Let $V$ be a vector space, let $\lambda_i \in V^*$ for $1 \leq i \leq n$ be distinct. Is there a $v \in V$ such that $\lambda_i(v)$ are all distinct?

Question

$V$ is a vector space over $\mathbb{C}$, and we have distinct $\lambda_i \in V^*$ for $1 \leq i \leq n$. I'm trying to find (or just prove the existence of) a $v \in V$ such that $\lambda_i(v)$ are all distinct.

For the vector space in question, I don't think there are any restrictions on the dimension. I've thought about this for a while and can't think of a reason why this is true. If $V$ has dimension $n$, then if the $\lambda_i$'s are linearly independent, we should be able to find a vector $v$ such that $\lambda_i(v) = i$ as this becomes an invertible matrix equation.

I have some intuition for why it is true for other cases. If the $\lambda_i$'s are not linearly independent, we can set a maximal linearly independent subset to be equal to a bunch of distinct numbers such that somehow none of the linear dependence equations give something that is equal. I kind of see why we can do this, but not fully and definitely can't prove it.

Can someone help prove this fact? Thanks!

Answer 1

Your observation is correct!

To prove it, we first note that we can reframe the question as follows. Let $T:V \to \Bbb C^n$ denote the linear map given by $$ T(v) = (\lambda_1(v),\dots,\lambda_n(v)). $$ Let $T(V)$ denote the range of $T$. Let $U_{ij} \subset \Bbb C^n$ denote the subspace $$ U_{ij} = \{(x_1,\dots,x_n) \in \Bbb C^n : x_i = x_j\}. $$ Note that $T(V)$ is a subspace of $U_{ij}$ for some $i,j$ if and only if $\lambda_i = \lambda_j$. On the other hand, the statement that there exists a $v$ such that all values of $\lambda_i(V)$ are distinct is equivalent to the statement that $T(V)$ is not a subset of the union $U = \bigcup_{1 \leq i,j \leq n} U_{ij}$ of these subspaces. With that in mind, it suffices to use/show the following statement

Claim: Given (finitely many) subspaces $U_1,\dots,U_k \subset \Bbb C^n$ and a subset $W \subset \Bbb C^n$, $W \subset \bigcup_{i=1}^n U_i$ holds if and only if $W \subset U_i$ for some $i$.

To prove this, we use the following lemma.

Lemma: Given a complex vector space $V$ and (finitely many) subspaces $U_1,\dots,U_k \subset V$, if $\bigcup_{i} U_i = V$, then it there exists a $j$ such that $U_j = V$.

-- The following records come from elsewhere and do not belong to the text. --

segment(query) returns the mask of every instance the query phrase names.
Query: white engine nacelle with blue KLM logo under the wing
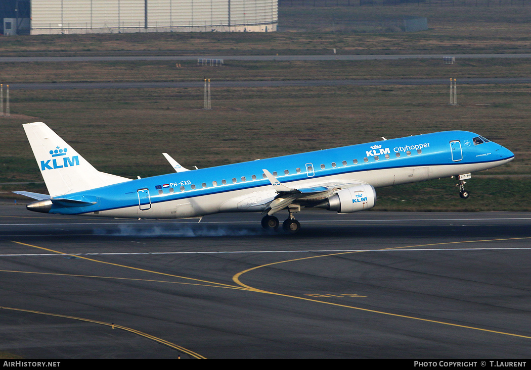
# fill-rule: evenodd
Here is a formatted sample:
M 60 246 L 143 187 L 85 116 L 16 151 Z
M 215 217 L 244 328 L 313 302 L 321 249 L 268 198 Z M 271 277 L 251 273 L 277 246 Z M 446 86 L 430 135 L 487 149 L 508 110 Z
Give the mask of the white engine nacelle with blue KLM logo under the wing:
M 372 208 L 376 205 L 376 190 L 369 184 L 339 190 L 328 197 L 318 207 L 335 210 L 339 213 L 351 213 Z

This lemma is proved here, for instance.

Proof of claim: If $W \subset \bigcup_{i=1}^n U_i$, then it follows that $$ W = \bigcup_{i=1}^k (W \cap U_i). $$ However, $W \cap U_i$ is a subspace of $W$. Thus, by the lemma, there exists a $j$ such that $W \cap U_j = W$, which is to say that $W \subset U_j$, which was what we wanted.